Al-Kasaba International Film Festival (KIFF) – Al-Kasaba Theatre – Autumn

The International Film Festival began in 2006 and works to promote inter-cultural dialogue and cultural diversity while helping to create adequate conditions for the development of cultural activities through regional and international networking. The KIFF targets areas of Palestine that are physically isolated or economically marginalised, helping Palestinians from all walks of life to learn about more than the political story of their nation. Through hosting workshops, filmmakers, and screenings, as well as bringing in a number of regional and global celebrities, Al-Kasaba is able to put on a unique show year after year.

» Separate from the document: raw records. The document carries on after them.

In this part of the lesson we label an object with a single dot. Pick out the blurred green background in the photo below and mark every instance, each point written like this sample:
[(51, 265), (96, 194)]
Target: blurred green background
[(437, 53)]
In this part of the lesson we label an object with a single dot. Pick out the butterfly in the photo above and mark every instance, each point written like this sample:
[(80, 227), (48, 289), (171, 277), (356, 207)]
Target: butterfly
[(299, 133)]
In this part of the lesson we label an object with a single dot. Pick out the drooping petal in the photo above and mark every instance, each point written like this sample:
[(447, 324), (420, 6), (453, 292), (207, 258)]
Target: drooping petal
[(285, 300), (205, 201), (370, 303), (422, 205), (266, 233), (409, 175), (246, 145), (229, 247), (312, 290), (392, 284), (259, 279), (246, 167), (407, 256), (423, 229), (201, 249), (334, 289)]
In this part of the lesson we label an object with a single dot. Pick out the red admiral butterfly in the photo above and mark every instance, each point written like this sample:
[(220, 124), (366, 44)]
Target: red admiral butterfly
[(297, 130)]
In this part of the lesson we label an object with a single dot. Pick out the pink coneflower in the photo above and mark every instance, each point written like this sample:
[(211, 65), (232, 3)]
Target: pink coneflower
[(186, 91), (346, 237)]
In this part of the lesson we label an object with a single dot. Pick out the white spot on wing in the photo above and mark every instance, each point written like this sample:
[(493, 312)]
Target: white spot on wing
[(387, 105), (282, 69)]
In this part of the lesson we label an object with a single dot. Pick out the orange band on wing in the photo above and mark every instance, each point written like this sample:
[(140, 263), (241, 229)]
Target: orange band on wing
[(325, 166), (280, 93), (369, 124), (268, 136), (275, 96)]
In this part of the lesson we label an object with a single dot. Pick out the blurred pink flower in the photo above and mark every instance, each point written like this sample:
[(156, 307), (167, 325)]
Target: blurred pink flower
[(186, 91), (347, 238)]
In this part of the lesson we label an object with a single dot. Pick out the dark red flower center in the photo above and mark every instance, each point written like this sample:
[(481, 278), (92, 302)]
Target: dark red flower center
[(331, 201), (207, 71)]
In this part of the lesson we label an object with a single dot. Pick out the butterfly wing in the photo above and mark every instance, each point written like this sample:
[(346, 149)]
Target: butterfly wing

Youth Drama and Animation Festival – Theatre Day Productions – Autumn

Unknown to most in the West Bank, but known to most people in Gaza, Theatre Day Productions (TDP) hosts an annual Youth Drama and Animation Festival. TDP fills a small area with art and expression created by young people and drama teachers. This year TDP will go to Rafah and parts of Khan Yunis where 15 groups of children will prepare for 6 weeks of drama workshops and video animation. On 26 and 27 October, they will gather in the one venue where their mini-performances and films will be shown to family, friends, teachers, and the community at large. Coffee, sweets, and a public debate about the benefits of theatre and arts for children end the two-day festival.

Artas Lettuce Festival – Artas Folklore Centre – Summer

Beginning in 1994 in the southern West Bank village of Artas, near Bethlehem, the annual Lettuce Festival brings together local and international visitors to honour the history and culture of the Palestinian peasantry. Traditional food, music, dance, and handicrafts are all on display, as is the legendary village hospitality.

Olive Oil Festival – Bethlehem – Autumn

In October the main square of Bethlehem fills with local and international visitors to celebrate the olive harvest while enjoying music, dance, and traditional handicrafts. Those interested in the more than 6,000 years of history behind olive cultivation and the unique bond between Palestinians and the olive tree should not miss this event. Palestinian oil, known for its deep colour and rich taste, is as famous throughout the world today as it was 6,000 years ago.

Oktoberfest – Taybeh – Autumn

The tiny village of Taybeh has been welcoming people from all corners of the world to celebrate life during Oktoberfest every year since 2005, when this unique event was initiated to become the highlight of Palestine. The exquisite hills and valleys of the village offer the perfect escape from any busy schedule to all international and local people who come to support local products and boost the economy while celebrating the deep cultural heritage offered by one of the most ancient spots in Palestine known by its Biblical name Ephraim.

The two-day celebration usually happens on the first Saturday and Sunday of October and gives venue to local music groups to celebrate their talent and skills in promoting a different face of Palestine. Bands from Brazil, Germany, Greece, Spain, and England have participated. Oktoberfest has even featured a Japanese dancer.